Стояли около колыбели, носились с пелёнками и часто проводили время за разговорами о том, как же построится жизнь в будущем. Жизнь Марьюшки, их жизнь. Как будут они выбирать ей новые платьица, как отец будет расчёсывать её волосы и неумело приделывать бант на макушку. Когда она чуть подрастёт, будут вместе бок-о-бок идти вдоль жизни также радостно, как и сейчас. И в глазах уже троих горел свет, разгораясь день за днём всё сильнее.

Вздрогнула земля однажды от гула голоса диктора. Улицы задребезжали в рассвете. Но это знамение было принято не всеми. Кто-то не придавал значения, кто-то мог не верить и не брать даже бритвенного станка в длинный путь, казавшийся тогда непременно самым коротким и простым.

А судьба неслась напролом, разрезая воздух с силой и гружёным поездом по чугунным рельсам накатывала на мир. Накатывала и железными гусеницами, и гремящими бараками, и грудами рассыпающихся зданий…

Но с самым большим звериным рёвом и грохотом рассыпались люди.
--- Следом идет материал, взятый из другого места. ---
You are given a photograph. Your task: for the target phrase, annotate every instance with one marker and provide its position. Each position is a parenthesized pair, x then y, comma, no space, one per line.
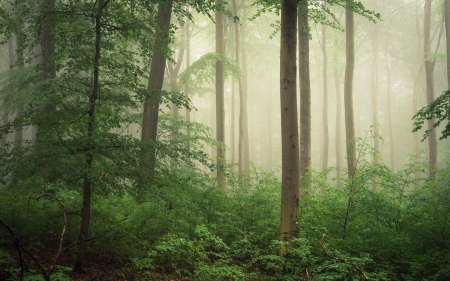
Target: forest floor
(97,268)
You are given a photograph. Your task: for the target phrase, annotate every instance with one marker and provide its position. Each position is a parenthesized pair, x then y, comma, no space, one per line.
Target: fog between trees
(159,104)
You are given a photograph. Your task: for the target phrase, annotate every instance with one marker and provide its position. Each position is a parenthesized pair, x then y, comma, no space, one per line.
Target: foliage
(202,70)
(317,12)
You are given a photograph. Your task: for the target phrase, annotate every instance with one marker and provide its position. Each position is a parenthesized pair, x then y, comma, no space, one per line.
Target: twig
(86,240)
(63,232)
(341,259)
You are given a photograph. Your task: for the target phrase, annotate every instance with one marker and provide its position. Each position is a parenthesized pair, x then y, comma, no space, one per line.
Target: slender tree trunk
(416,74)
(155,82)
(18,134)
(87,178)
(48,46)
(348,90)
(245,125)
(305,93)
(5,116)
(339,155)
(188,64)
(242,103)
(326,139)
(233,122)
(374,87)
(269,133)
(173,73)
(429,67)
(389,113)
(447,38)
(289,126)
(220,103)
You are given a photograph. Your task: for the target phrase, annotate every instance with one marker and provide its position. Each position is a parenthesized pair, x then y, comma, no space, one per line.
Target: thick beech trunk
(155,82)
(429,68)
(91,125)
(305,92)
(348,90)
(289,126)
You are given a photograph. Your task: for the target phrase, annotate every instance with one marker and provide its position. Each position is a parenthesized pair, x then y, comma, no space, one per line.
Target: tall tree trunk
(220,103)
(269,134)
(173,73)
(374,88)
(348,89)
(289,126)
(48,45)
(91,126)
(305,92)
(416,74)
(429,67)
(245,125)
(389,112)
(242,102)
(18,134)
(326,139)
(233,122)
(155,82)
(5,114)
(447,38)
(339,157)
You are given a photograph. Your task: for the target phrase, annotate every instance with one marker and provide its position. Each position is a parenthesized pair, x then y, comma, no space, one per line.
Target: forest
(224,140)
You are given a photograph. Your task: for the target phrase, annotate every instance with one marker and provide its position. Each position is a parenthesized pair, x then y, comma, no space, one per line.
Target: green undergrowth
(389,226)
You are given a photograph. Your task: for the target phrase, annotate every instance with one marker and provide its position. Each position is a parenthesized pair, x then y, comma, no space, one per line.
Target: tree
(305,92)
(337,85)
(48,44)
(155,82)
(326,138)
(429,68)
(289,126)
(220,101)
(447,37)
(374,89)
(242,100)
(348,88)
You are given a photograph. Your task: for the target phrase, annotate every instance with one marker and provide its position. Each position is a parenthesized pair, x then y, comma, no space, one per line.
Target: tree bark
(242,101)
(389,113)
(5,116)
(48,46)
(18,133)
(155,82)
(91,125)
(447,38)
(246,149)
(416,74)
(305,93)
(429,68)
(337,85)
(348,89)
(289,126)
(374,88)
(220,102)
(326,139)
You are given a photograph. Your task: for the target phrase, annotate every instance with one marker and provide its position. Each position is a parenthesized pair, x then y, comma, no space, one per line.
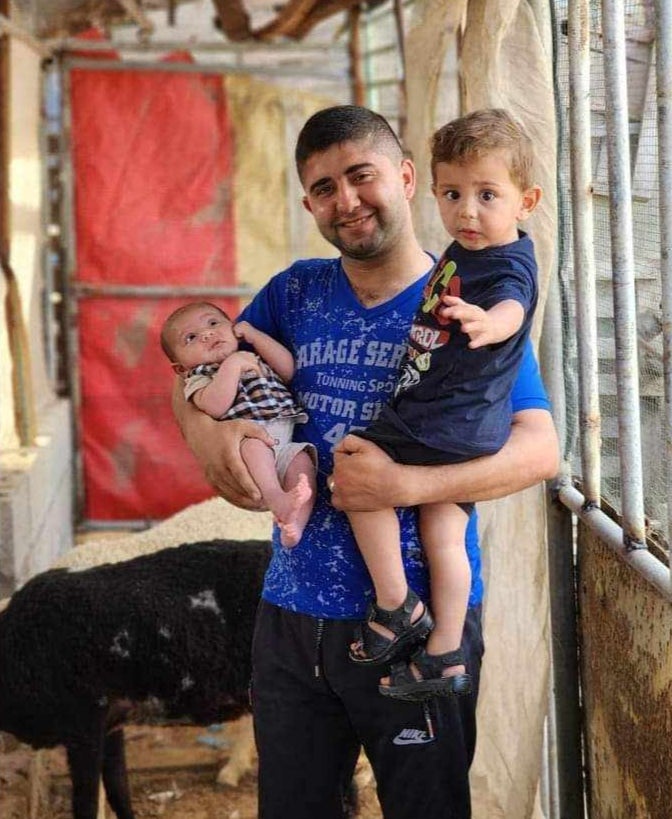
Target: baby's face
(202,336)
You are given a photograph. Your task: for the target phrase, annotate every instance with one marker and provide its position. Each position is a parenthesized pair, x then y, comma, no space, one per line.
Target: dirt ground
(172,773)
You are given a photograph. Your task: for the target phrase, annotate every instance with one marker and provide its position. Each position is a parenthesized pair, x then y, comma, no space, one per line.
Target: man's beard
(367,247)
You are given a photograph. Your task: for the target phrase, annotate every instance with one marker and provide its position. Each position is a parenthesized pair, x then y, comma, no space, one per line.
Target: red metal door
(153,227)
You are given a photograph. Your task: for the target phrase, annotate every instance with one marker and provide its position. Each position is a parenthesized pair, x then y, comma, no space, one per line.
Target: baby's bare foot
(291,527)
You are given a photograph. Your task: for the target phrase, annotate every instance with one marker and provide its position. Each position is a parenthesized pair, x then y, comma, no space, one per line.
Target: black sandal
(380,649)
(405,686)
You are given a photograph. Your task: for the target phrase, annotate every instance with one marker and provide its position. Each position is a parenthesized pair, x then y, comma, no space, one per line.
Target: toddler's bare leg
(378,538)
(442,531)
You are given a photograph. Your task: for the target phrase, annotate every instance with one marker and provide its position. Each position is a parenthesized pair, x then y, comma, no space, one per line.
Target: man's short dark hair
(344,123)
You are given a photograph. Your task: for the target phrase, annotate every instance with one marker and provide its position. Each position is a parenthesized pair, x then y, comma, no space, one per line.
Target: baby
(201,342)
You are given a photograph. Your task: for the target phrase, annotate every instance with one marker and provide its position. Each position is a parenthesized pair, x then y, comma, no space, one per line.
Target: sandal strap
(396,620)
(431,666)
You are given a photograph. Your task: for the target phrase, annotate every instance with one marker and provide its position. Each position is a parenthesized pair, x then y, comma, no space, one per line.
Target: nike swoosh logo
(412,741)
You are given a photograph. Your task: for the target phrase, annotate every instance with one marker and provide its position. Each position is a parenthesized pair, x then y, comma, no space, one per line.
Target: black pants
(313,708)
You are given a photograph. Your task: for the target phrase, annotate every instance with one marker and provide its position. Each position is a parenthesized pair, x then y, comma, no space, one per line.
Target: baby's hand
(246,361)
(245,331)
(475,321)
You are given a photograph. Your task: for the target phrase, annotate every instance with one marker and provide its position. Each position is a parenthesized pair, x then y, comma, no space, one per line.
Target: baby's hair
(484,132)
(170,321)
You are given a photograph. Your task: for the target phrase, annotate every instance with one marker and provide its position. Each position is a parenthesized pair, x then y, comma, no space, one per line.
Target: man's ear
(409,177)
(531,198)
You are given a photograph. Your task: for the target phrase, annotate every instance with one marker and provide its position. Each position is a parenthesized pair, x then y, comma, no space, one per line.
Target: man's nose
(347,198)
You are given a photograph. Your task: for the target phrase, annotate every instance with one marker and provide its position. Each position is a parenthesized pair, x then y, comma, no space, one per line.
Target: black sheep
(83,652)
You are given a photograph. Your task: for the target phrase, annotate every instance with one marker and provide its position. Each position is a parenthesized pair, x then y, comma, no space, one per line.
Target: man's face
(201,336)
(358,197)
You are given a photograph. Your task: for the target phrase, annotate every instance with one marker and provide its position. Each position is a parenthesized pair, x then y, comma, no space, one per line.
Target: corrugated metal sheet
(626,663)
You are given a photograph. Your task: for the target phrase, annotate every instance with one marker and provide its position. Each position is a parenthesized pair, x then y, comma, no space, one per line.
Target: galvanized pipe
(611,534)
(157,291)
(623,272)
(584,259)
(664,95)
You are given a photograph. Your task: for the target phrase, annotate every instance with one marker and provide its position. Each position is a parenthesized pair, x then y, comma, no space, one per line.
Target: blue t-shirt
(450,398)
(347,360)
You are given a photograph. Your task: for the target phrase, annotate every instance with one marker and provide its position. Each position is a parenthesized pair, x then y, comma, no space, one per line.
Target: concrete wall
(35,481)
(626,666)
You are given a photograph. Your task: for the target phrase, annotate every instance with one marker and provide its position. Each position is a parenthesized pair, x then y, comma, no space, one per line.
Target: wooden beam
(320,12)
(290,16)
(132,8)
(4,137)
(233,19)
(8,28)
(355,51)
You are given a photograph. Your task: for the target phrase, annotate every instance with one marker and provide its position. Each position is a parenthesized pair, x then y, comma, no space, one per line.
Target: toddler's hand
(475,321)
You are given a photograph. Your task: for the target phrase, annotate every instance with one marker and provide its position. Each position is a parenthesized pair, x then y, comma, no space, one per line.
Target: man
(346,321)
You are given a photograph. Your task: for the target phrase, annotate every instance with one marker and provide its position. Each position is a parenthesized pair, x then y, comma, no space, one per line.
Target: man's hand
(363,477)
(216,447)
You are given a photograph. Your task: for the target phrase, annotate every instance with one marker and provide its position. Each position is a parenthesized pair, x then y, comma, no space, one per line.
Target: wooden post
(355,50)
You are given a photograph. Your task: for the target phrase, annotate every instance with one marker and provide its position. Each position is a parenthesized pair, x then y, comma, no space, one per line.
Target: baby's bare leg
(299,483)
(285,505)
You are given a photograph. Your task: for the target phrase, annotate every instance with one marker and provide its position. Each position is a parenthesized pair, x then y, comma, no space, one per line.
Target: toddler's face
(202,336)
(479,203)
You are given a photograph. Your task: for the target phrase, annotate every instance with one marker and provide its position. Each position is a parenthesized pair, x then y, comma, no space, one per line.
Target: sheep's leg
(85,762)
(115,777)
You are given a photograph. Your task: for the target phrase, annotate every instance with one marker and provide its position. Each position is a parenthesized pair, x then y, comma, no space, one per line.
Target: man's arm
(366,479)
(216,446)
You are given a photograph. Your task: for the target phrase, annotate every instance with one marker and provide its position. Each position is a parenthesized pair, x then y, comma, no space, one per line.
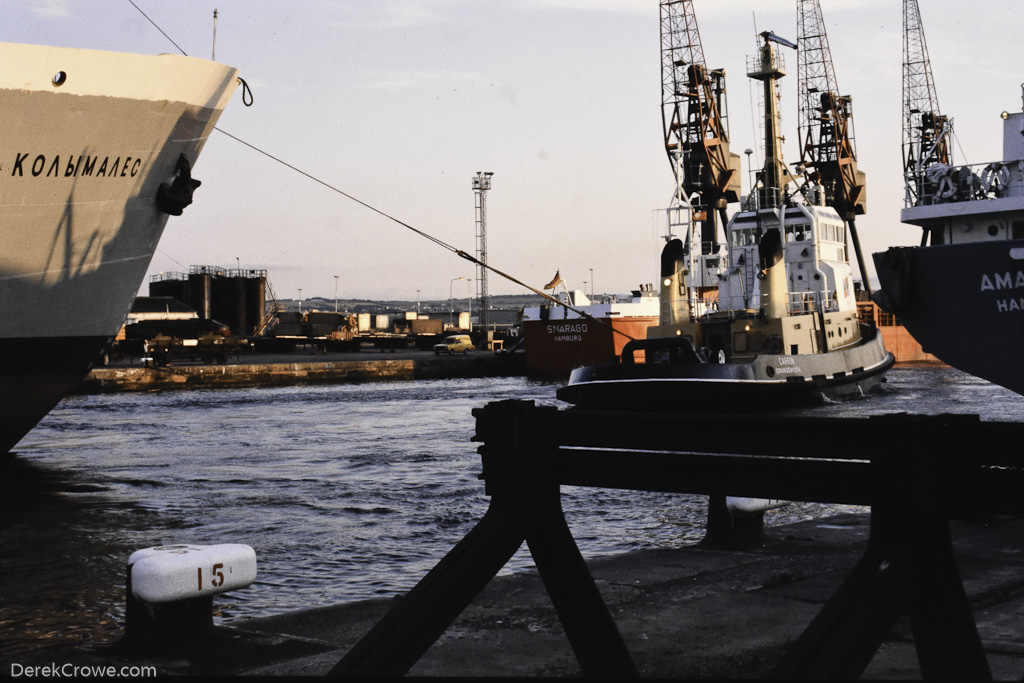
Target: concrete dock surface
(684,613)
А нити, связывавшие их, как казалось, так крепко, оказались паутиной.

И вроде тихо было в рассвете, но рёв накатывал в голове, в душе, заставляя всё нутро сжиматься, и мозг, казалось, скукоживается и корчится от боли. И души выжимались террором как полотенце. Обычное кухонное полотенце. Будто ничтожное, будто не было в нём жизни и смысла, не было какой-то значительности. Не было ничего. Просто пустое место. Просто полотенце, но уже отжатое до конца.

Отец должен был оставить их. Вынужден был спокойно, начищая сапоги будто для чёртового парада, механически тереть щёткой и слушать её звук о твёрдый материал. Пока внутри крутились внутренности и огромный ком, будто ртутный и отравляющий, подкатывал к языку и уже смачивал его корень.

Машенька не понимала еще ничего, только большими опущенными глазами наблюдала за суетой из своей спокойной колыбели. И всё казалось ей умиротворением. Будто поезд не накатывал по чугунным рельсам, будто бараки не гремели. Только Мама и Папа были рядом, но отчего-то взвинченные, отчего-то с пустыми глазами. Но Машенька ещё какое-то время блестела взглядом, водя им по комнате, пока вокруг всё было таким смешливо-бегающим. А потом эта смешливая беготня вдруг вселила страх. И оттого, что взгляд устал крутиться в глазницах, у ничего не смыслящего ребёнка проступили слёзы. Но вовсе не в усталости глаз было дело.

Мама не замечала, что Машенька не головой, но нутром всё понимает, внимает, слышит и чувствует. Дрожит её младенческая душа.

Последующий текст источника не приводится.